MuSHRoom: Multi-Sensor Hybrid Room Dataset for Joint 3D Reconstruction and Novel View Synthesis

TL;DR

MuSHRoom tackles the lack of real-world benchmarks for jointly optimizing 3D reconstruction and novel view synthesis (NVS) in room-scale scenes. It introduces a multi-sensor dataset collected with Azure Kinect and iPhone, augmented by ground-truth Faro meshes, and a practical training/ testing protocol that mimics VR/AR use. The paper presents a comprehensive benchmark comparing several reconstruction and rendering pipelines, revealing that current methods struggle to jointly achieve high geometry accuracy and photorealistic NVS under realistic noise and occlusions.
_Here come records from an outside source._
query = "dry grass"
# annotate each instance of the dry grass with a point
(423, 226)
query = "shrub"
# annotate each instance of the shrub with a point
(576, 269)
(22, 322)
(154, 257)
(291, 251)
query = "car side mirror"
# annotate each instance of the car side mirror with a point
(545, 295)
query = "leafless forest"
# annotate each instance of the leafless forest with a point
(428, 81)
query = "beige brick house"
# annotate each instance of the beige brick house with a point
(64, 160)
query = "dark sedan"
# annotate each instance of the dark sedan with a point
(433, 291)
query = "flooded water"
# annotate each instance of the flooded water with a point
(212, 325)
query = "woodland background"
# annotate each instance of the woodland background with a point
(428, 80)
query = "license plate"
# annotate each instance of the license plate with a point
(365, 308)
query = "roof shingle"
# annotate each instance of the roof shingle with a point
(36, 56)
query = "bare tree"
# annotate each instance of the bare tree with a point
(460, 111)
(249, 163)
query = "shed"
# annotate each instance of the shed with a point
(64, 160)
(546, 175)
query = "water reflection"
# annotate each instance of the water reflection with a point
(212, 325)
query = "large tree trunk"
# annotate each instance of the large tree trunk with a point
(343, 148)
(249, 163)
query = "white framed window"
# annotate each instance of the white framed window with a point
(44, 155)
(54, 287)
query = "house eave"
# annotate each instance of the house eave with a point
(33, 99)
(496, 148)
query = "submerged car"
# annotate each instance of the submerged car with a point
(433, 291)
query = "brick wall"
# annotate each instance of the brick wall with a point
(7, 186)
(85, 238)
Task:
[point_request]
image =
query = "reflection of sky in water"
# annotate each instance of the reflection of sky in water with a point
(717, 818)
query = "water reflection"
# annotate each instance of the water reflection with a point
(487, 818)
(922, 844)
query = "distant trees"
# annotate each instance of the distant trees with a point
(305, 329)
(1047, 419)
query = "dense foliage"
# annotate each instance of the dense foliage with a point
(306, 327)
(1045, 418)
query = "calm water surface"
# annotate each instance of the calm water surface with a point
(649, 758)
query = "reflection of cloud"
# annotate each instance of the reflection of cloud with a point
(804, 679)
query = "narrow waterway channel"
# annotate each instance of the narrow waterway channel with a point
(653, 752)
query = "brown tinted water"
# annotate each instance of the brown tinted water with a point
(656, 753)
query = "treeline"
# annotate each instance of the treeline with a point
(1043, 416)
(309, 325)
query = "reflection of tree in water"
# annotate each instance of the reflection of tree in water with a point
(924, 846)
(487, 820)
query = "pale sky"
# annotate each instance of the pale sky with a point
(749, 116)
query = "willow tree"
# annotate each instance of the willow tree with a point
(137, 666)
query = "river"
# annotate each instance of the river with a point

By providing data, pipelines, and an end-to-end evaluation framework, MuSHRoom aims to catalyze the development of robust, consumer-device-friendly approaches for integrated 3D modeling and rendering in real-world indoor environments.

Abstract

Metaverse technologies demand accurate, real-time, and immersive modeling on consumer-grade hardware for both non-human perception (e.g., drone/robot/autonomous car navigation) and immersive technologies like AR/VR, requiring both structural accuracy and photorealism. However, there exists a knowledge gap in how to apply geometric reconstruction and photorealism modeling (novel view synthesis) in a unified framework. To address this gap and promote the development of robust and immersive modeling and rendering with consumer-grade devices, we propose a real-world Multi-Sensor Hybrid Room Dataset (MuSHRoom). Our dataset presents exciting challenges and requires state-of-the-art methods to be cost-effective, robust to noisy data and devices, and can jointly learn 3D reconstruction and novel view synthesis instead of treating them as separate tasks, making them ideal for real-world applications. We benchmark several famous pipelines on our dataset for joint 3D mesh reconstruction and novel view synthesis. Our dataset and benchmark show great potential in promoting the improvements for fusing 3D reconstruction and high-quality rendering in a robust and computationally efficient end-to-end fashion. The dataset and code are available at the project website: https://xuqianren.github.io/publications/MuSHRoom/.

Figures (4)

• Figure 1: The proposed MuSHRoom dataset includes 10 rooms captured by consumer devices Kinect and iPhone, and each room provides ground-truth mesh models obtained by a Faro scanner. Both Kinect and iPhone capture one long and one short RGB-D sequence for simulating a typical VR/AR use case. The MuSHRoom dataset provides camera poses and point clouds for Kinect and iPhone sequences. The dash lines demonstrate the rough capture trajectories. This dataset is intended for benchmarking room-scale 3D reconstruction and novel view synthesis.
• Figure 2: The process pipeline. We use a Faro Scanner to obtain point clouds of the room from different locations and stitch them to create a complete model of the room, compensating for occluded areas. We use spectacular AI SDK to extract the undistorted RGB-D and camera pose for Kinect sequences and use the z-buffer to project point clouds into pixel coordinates to in-paint the raw depth. iPhone sequences are processed and registered by Polycam pose. Long/short captures of each consumer device are registered with global registration and further refined by COLMAP Schonberger_Frahm_2016 bundle adjustment.
• Figure 3: The challenges observed in the MuSHRoom dataset.
• Figure 4: The qualitative comparison of different methods on MuSHRoom dataset. We visualize mesh and novel view synthesis quality.